DOES THE BBC HAVE A CHRISTIANITY PROBLEM?
- Dr Chan Abraham
- 1 day ago
- 3 min read
One moment, one interview, and a pattern the BBC keeps refusing to examine.

The Interview
On the evening of approximately 17 January 2026, BBC News presenter Geeta Guru-Murthy conducted a live interview with DC3 — Daniel Chenjerai — an 18-year-old Christian rapper from Northampton nominated for two MOBO Awards. During the interview, Ms Guru-Murthy asked DC3 about his heroes and inspirations.
DC3 named rapper Santan Dave, Kendrick Lamar — and, above all, Jesus Christ. It was at that moment that an audible sound was heard from the presenter, before she swiftly moved on.
The sound — described by many viewers as a sharp inhalation, a 'hiss' — immediately generated widespread commentary online and significant media coverage. The Daily Mail, the Express, and GB News all reported on it. DC3 himself celebrated the exchange, posting the clip online as a proud profession of his faith.
The BBC's Response
The BBC's response was swift and categorical: Ms Guru-Murthy was simply taking a breath before moving on. There was no hiss. There was no disdain. Nothing to see.
I raised a formal complaint. The BBC repeated its denial. I escalated. The BBC repeated its denial again and closed Stage 1, having in its own words 'noted my points' but found no evidence of a breach of standards.
That response is not good enough. Not because the explanation is necessarily wrong — Ms Guru-Murthy may well have been breathing — but because the BBC's internal process failed to address the actual grounds of the complaint.
What the Complaint Is Actually About
The complaint is not primarily about whether Ms Guru-Murthy intended to express contempt. It is about two questions that the BBC has consistently refused to address.
First: was the broadcast, as it was reasonably perceived by a significant number of viewers, likely to cause offence to Christians? Section 2 of the Ofcom Broadcasting Code requires the BBC to ensure that material likely to cause offence to viewers is justified by context. The breadth of public reaction — including the explicit characterisation of the incident by Bishop Ceirion Dewar FSHC as a 'shocking' and 'nasty' expression of the BBC's 'anti-Christian stance' — indicates that a reasonable viewer of Christian faith could well have found this broadcast offensive. That question requires analysis, not dismissal.
Second: did the BBC demonstrate due impartiality in its treatment of religious expression? There was no audible reaction to the secular heroes DC3 named. There was an audible reaction to Jesus Christ. Whether or not that reaction was intentional, Section 5 of the Ofcom Broadcasting Code requires the BBC, as a public service broadcaster, to treat matters of religious belief with due impartiality. The differential treatment in this broadcast is at least a question that requires a proper answer.
The Bigger Pattern
Bishop Dewar's commentary on GB News put this incident in its broader context. He described a BBC that has, since the 1990s, progressively marginalised Christianity in its output — reducing traditional Christian programming, relegating services to lesser platforms, and creating an institutional culture that is, in his word, 'Christophobic'.

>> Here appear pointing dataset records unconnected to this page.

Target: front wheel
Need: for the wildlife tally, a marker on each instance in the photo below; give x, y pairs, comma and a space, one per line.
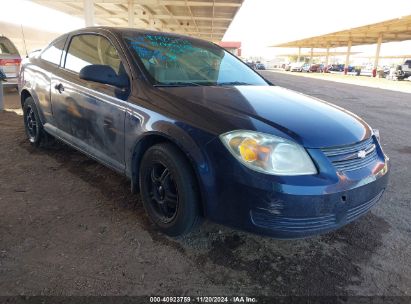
32, 124
169, 190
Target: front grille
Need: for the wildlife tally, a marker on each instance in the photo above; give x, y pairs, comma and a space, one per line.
347, 158
359, 210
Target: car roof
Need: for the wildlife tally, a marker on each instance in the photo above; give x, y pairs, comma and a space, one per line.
122, 30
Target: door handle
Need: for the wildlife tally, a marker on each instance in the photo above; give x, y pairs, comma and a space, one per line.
59, 87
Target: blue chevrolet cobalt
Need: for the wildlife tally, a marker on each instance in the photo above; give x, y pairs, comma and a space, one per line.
200, 134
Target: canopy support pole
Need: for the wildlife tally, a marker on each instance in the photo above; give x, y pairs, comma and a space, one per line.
347, 58
377, 55
131, 13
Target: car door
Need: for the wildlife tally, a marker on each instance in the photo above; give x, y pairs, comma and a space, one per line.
90, 115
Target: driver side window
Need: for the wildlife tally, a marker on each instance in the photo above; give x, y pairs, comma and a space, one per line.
87, 49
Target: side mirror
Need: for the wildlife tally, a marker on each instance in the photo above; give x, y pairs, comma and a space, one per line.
103, 74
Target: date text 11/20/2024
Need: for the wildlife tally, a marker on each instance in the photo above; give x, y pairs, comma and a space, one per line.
236, 299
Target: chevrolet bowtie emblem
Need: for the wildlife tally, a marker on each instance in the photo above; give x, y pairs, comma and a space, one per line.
361, 154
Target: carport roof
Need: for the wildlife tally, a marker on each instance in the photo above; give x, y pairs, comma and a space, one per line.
391, 30
199, 18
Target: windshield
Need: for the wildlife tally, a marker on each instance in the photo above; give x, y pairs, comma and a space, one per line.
7, 47
181, 61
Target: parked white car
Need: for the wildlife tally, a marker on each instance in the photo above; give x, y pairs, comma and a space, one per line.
297, 66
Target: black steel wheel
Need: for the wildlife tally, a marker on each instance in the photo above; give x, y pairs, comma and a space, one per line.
32, 124
163, 192
169, 190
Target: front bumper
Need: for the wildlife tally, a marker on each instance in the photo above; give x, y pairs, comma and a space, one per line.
294, 207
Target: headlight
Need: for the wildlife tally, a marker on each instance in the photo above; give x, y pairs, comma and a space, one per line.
268, 153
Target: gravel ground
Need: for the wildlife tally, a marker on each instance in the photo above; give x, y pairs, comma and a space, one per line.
69, 226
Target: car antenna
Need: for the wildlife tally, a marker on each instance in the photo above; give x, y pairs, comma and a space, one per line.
24, 40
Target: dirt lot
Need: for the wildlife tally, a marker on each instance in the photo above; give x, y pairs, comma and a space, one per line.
69, 226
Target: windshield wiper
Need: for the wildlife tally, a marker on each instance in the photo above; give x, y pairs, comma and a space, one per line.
178, 84
233, 83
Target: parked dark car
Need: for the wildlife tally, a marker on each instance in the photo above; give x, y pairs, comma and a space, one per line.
404, 71
251, 65
316, 68
260, 66
199, 133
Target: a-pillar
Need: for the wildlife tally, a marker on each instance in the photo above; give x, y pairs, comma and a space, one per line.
89, 12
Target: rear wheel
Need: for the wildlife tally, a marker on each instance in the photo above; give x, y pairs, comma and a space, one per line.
168, 189
33, 126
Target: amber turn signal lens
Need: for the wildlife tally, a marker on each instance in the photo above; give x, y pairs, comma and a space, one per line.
249, 150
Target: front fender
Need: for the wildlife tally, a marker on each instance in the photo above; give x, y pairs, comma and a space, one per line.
144, 129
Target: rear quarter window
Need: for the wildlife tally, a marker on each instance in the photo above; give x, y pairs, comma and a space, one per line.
54, 51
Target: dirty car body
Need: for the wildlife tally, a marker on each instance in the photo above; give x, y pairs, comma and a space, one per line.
240, 138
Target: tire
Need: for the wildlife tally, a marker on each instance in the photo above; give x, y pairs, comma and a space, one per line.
33, 126
168, 189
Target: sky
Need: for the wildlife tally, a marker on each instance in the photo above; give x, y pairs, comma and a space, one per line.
258, 24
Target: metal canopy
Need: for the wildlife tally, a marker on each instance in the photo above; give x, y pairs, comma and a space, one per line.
318, 54
199, 18
387, 31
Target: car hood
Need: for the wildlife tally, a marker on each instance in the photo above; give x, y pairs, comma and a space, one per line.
309, 121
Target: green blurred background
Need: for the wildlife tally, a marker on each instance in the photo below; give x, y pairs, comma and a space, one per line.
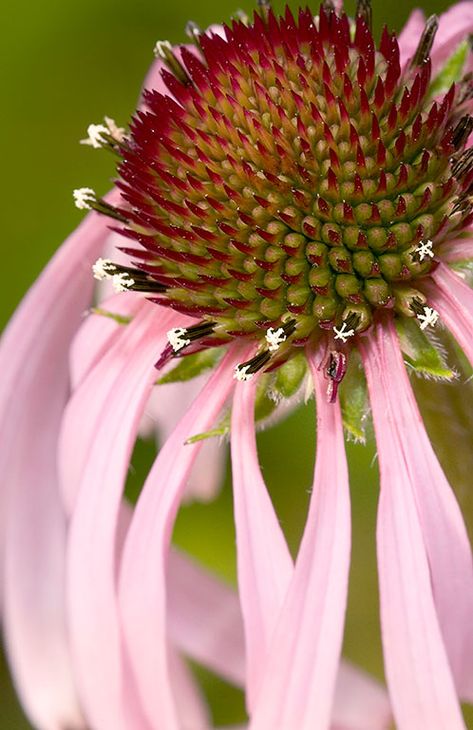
65, 65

He is not alone in these observations. In 2010, Cardinal Keith O'Brien publicly accused the BBC of institutional bias against Christianity. Senior BBC figures themselves have admitted to a 'radically secular' and 'socially liberal' mindset in newsrooms. In 2006, the BBC drama Spooks portrayed evangelical Christians as violent extremists, drawing accusations of double standards. In 2005, Jerry Springer: The Opera generated more than 55,000 complaints.
Most recently, the circumstances that led to the resignation of the BBC's Director-General and News CEO in November 2025, following revelations about misleading editorial practices, have raised profound questions about institutional culture and accountability at the BBC. The pattern is not one of isolated incidents.
What Happens Next
I have escalated my complaint to the BBC's Executive Complaints Unit. If the ECU's response fails to address the substantive grounds, I will refer the matter to Ofcom.
I believe the BBC has obligations — under its Charter, under the Ofcom Broadcasting Code, and to the licence fee payers who fund it — to treat Christianity and Christians with the same respect it accords other faiths. When those obligations are not met, and when the BBC's internal process fails to acknowledge it, external scrutiny is the appropriate response.
I will publish updates here as they develop.